Sonic Possible Worlds is a phenomenological study of how we perceive sound and its possibilities. How the generative interpretation of the subjective in the auditory cortex becomes the objective through the reader’s auditory imagination. Of what it might have been that Voegelin describes in the book, or might go on to hear as a possibility of her words in the present auditory environment of her writing. This book is a continuation of the project first put forward in Listening to Noise and Silence: Towards a Philosophy of Sound Art continuing her enquiries into listening to the space sounds build in passing. Voegelin puts forward the notion of a continuum of sound.
The idea and aims of the book are set forth over five chapters. The first two chapters try the rationale of Sonic Possible Worlds as a tool to access and inhabit the acoustic environment and the sound artwork, respectively. The last three chapters apply and develop this method and pursue the notion of a continuum of sound through a sonic materialism into music and finally the inaudible. A focus is placed on how this framework relates on listening to the soundscape, the every day acoustic environment, field recording, phonographic works, as well as soundscape installations and compositions.

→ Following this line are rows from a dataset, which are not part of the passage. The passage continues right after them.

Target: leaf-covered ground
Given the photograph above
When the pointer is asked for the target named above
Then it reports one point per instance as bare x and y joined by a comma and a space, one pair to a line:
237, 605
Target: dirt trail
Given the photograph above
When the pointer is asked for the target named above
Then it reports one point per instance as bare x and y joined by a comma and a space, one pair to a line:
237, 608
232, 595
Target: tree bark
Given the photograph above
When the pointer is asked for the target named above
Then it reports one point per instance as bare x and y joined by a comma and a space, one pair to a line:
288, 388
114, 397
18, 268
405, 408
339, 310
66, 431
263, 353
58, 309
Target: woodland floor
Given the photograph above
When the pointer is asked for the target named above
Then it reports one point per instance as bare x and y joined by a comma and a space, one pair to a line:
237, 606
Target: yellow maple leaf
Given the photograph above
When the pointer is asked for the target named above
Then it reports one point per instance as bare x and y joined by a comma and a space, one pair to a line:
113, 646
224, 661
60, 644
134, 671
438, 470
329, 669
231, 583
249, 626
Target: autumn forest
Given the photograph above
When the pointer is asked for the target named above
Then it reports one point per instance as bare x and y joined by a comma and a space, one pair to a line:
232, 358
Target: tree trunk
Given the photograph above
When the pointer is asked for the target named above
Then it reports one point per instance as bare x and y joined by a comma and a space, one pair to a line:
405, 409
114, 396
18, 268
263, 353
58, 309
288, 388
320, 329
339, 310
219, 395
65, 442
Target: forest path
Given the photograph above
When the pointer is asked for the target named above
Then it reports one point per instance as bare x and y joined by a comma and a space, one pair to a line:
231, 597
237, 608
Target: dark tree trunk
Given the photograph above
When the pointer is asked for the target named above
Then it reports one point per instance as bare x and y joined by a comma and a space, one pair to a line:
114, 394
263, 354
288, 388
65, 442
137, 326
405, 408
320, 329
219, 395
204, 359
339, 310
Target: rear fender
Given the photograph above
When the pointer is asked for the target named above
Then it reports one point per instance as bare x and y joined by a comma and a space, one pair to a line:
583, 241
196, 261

The second chapter moves the phenomenological possibilism explained in the landscape into the world of the physical, looking at artwork to extend the metaphor of the environment. The third chapter moves from the world of the physical work to that of materiality. Pursuing the notion of a sonic materialism considering its experience and how it guides us into meaning, truth, reality and language. This chapter aims to establish the idea of an aesthetic possibilism to make a contribution, from the invisible materiality of sound towards the development of a contemporary materialism. The fourth chapter invites the reader to listen for the possibilty of sound in musical work. Listeners are encouraged to abandon the boundaries between sound art and music, to disregard the restrictions of the disciplines, their differing modes of performance and exhibition and their separate critical languages. Accessing them comparatively in the environment they are built and located within further pushing the notion of hearing the continuum of sound. Finally, the final chapter focuses on listening to the inaudible, specifically focusing on the possible impossible, sounds we cannot or do not want to hear. This book is written from the position of Voegelin’s reality of a presumed actual world.
This book is quite abstract and hard to digest but the inferences she makes about perceiving soundscapes will be useful in backing up the points of my essay. This also shares a similar framework to that in Sonic Virtuality albeit with different vocabulary, apparatus and area of relation.